The geometry of viruses

published on 7.10.2020

Russian dolls, also called matryoshka dolls, are characterized by their different sizes and fit inside each other to the innermost and most protected that is usually a baby. They were created in 1890 as a set of 8 units, but can now be found with a variable number, usually between 5 and 12. According to the Guinness Book, the world record is a set of 51 units.
Viruses are also arranged in concentric layers protecting the genetic material in the innermost part. The number of layers varies depending on the virus. The human immunodeficiency virus (HIV) is made up of five layers. From the outside we find: a spherical lipid bilayer, an icosahedral protein matrix, a conical protein capsid, a helical protein capsid and also helical genetic material (RNA). The coronavirus, on the other hand, consists of three layers, and the tobacco mosaic virus, in two. The outermost layer type determines the geometric shape of the virus. The viral capsid is a protein structure made up of a series of monomers called “capsomers”. In general there are few different types of proteins in capsomeres; The reason is that the more protein, the more genetic information, and the genome of a virus is greatly reduced. The capsids that are attached to the genetic material, take their shape, so the virus has a helical shape. Protein capsids that are not directly linked to the genetic material can adopt very limited geometries, the most common being the icosahedral, consisting of twenty triangular faces, the regular polyhedron with the largest number of faces, and therefore the closest to the sphere. When the outermost layer is a lipid bilayer, the virus is said to be enveloped, and the most common shape is usually the sphere or spheroid. The reason is that the bonds between lipids are much more flexible than between proteins and allow a greater degree of curvature. Somehow, as in Russian dolls, the layers of viruses tend to close inside each other in rounded shapes. But why?
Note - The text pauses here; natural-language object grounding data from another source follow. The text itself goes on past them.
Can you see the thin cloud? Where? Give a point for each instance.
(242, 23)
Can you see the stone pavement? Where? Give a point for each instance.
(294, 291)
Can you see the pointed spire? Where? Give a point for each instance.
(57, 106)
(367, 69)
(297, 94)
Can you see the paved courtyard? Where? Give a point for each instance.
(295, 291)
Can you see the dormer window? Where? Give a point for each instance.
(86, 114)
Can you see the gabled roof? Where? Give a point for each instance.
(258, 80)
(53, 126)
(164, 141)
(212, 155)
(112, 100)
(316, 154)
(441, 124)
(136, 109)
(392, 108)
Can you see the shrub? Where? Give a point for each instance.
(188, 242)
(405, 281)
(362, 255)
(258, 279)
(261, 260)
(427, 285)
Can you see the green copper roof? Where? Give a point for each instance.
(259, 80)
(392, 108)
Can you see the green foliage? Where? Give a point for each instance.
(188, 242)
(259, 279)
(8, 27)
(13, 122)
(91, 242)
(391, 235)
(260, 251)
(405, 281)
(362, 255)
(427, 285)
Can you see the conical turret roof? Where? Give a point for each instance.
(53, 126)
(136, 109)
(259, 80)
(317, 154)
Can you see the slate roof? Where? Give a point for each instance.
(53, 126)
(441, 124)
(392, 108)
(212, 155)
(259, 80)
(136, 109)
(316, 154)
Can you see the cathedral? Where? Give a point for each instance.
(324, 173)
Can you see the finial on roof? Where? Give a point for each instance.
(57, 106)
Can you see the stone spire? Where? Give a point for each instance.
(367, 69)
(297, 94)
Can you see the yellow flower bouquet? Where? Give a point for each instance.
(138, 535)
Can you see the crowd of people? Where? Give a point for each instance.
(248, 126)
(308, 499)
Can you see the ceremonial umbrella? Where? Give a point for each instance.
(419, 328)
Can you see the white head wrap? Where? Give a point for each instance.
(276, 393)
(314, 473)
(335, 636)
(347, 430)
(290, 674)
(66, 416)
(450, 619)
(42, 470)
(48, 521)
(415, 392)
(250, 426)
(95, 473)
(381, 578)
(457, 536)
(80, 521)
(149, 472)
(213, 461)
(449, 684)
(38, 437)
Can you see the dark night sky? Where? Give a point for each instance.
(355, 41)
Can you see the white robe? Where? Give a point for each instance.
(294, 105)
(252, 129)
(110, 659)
Because the sphere is the geometry that emerges spontaneously in nature under conditions of isotropy, that is, when the same physical properties occur in all directions of space. The planets and stars are spherical due to the fact that gravity is exerted from a central point in all directions. River pebbles are spherical because they receive impacts that erode them in all directions. But in addition, the sphere is the smallest surface that encloses a volume. This can be easily understood if we go from 3 to 2 dimensions. In two dimensions the circumference is the shortest perimeter enclosing a flat surface. A square of 10×10 cm has an area of ​​100 cm2 and a perimeter of 40 cm, while to draw a circle of 100 cm2, we need a radius of 5.64 cm, and we will obtain a perimeter of 35 cm. The circumference saves 5 cm of perimeter with respect to the square.
With a sphere, a volume is closed, encapsulated, to protect the genetic material with the smallest number of molecules. That’s why viruses and cells are usually spherical or spheroidal. Even the simplest multicellular organisms, and the early stages of embryonic development are a sphere of spheres, like a blackberry.
The ancient Greeks already discovered some properties of the sphere and considered it the perfect shape. Even today, when we want to indicate something well done, we say that it has come out “round”.